Rifondazione e governo distanti sul protocollo

22/11/2007
    giovedì 22 novembre 2007

    Pagina 8 – Economia

    Welfare

    Rifondazione e governo
    distanti sul protocollo

      Accordo in alto mare, mentre Letta avverte: margini stretti per le modifiche al provvedimento

        di Bianca Di Giovanni/ Roma

        INTESA DIFFICILE Accordo ancora lontano sul protocollo sul Welfare. Dopo che Rifondazione ha strappato l’ok della Commissione al primo articolo, con una norma più elastica sui lavori usuranti, il governo ha gelato la commissione. «Non posso assicurare che quello che state facendo risponda agli impegni presi con le parti sociali, né che abbia il sostegno della maggioranza in Senato». Così Enrico Letta ha aperto la riunione della serata, quella convocata per sciogliere gli ultimi nodi e subito «sconvocata». Le parole del sottosegretario sono cadute come pietre: i margini sono stretti, e i tempi pure. Il governo spinge perché oggi il provvedimento esca dalla commissione, per arrivare in Aula lunedì. Se così non fosse, salterebbe tutto il calendario. E già c’è chi pensa alla fiducia. In questo caso «vorrà dire che faremo come Dini – dicono da Rifondazione – voteremo la fiducia per responsabilità ma un minuto dopo diremo che non c’è più la maggioranza». Come dire: con il welfare arrivano anche le maggioranze variabili.

        Passano le ore, e l’intesa non si «acciuffa». Anzi, Rifondazione continua ad alzare il tiro e si smarca da tutti: parti sociali e alleati di maggioranza. Scendono in campo il segretario Franco Giordano, il ministro Paolo Ferrero, il responsabile Lavoro Maurizio Zipponi. In Transatlantico qualcuno commenta: «È il partito di Cremaschi che vuol farsi sentire. Soprattutto dopo il terremoto innescato da Berlusconi e dopo l’intervista di Fausto Bertinotti sulle larghe intese». Insomma, c’è molta politica nello stallo innescato in Parlamento. Ma non solo quella.

        In giornata la commissione aveva detto sì all’articolo 1, quello su scalone e lavori usuranti. L’ emendamento approvato, presentato dal presidente Gianni Pagliarini, di fatto concede maggiore spazio alla commissione istituita al ministero di Lavoro con le parti sociali per la definizione della platea dei lavori usuranti (salta il riferimento normativo che individua in 80 notti il tetto per poter parlare di lavoro notturno). Via libera anche ad una proposta di modifica che estende i benefici previsti nel provvedimento per i lavoratori in mobilità del Sud ai lavoratori in mobilità di tutta Italia. Eliminato lo «scalone» della Maroni. Insomma, vengono recepite le richieste di Rifondazione.

        Ma proprio mentre il partito di Giordano si preparava ad incassare altri due risultati sui contratti a termine (il diritto di precedenza per chi ha già lavorato 36 mesi per un ipotetico nuovo contratto, e l’inserimento nei 36 mesi anche dei periodi degli interinali), scendono in campo i sindacati. Guglielmo Epifani chiede esplicitamente che il parlamento non stravolga quello che le parti hanno concordato. Gli fa eco anche Foccillo della Uil.

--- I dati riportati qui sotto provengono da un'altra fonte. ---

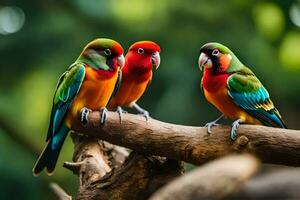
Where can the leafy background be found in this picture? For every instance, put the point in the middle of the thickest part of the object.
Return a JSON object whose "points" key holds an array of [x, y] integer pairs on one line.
{"points": [[40, 39]]}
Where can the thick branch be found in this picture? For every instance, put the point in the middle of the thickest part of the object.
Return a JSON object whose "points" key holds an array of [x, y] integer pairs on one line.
{"points": [[104, 174], [59, 192], [193, 144], [214, 180]]}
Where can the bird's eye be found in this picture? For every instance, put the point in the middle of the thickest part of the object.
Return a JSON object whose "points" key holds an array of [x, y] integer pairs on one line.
{"points": [[107, 52], [215, 52], [141, 50]]}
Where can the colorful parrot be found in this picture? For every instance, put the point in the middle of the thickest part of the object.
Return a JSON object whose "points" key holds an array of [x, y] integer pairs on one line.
{"points": [[142, 56], [235, 90], [89, 83]]}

        Il fatto è che al sindacato non va giù l’intesa sugli usuranti per delega: fino a ieri il governo aveva assicurato che ci sarebbe stata una norma chiara sul computo dei lavoratori coinvolti. E non solo: le ipotetiche concessioni sui contratti a termine avrebbero potuto riaprire la strada al «lavoro a chiamata», un tipo di contratto eliminato dal Protocollo ma che una parte della maggioranza chiede di reintrodurre. Insomma, per trovare la quadra si potrebbe arretrare su altri punti. Rifondazione replica stizzita: non è la sinistra a fare accordi con Confindustria. La quale, naturalmente, fa presisng perché si modifichi il meno possibile su tutto. Zipponi e Giordano denunciano pressioni forti di Viale dell’Astronomia. Così tutto torna in salita, con buona pace di chi sperava in un accordo vicino.

        Mentre scriviamo la Commissione riprende a votare. Passa l’emendamento che prevede per quanto riguarda i contratti a termine, la possibilità di sommare i tempi dei diversi contratti per arrivare a 36 mesi indipendentemente dal tempo che intercorre tra un contratto ed un altro. Il testo originario prevedeva invece 36 mesi continuativi. Sì anche alla proposta di pagliarini sulla deroga all’assunzione dopo i 36 mesi: il contratto a termine non potrà superare gli 8 mesi. Poi scatta l’assunzione.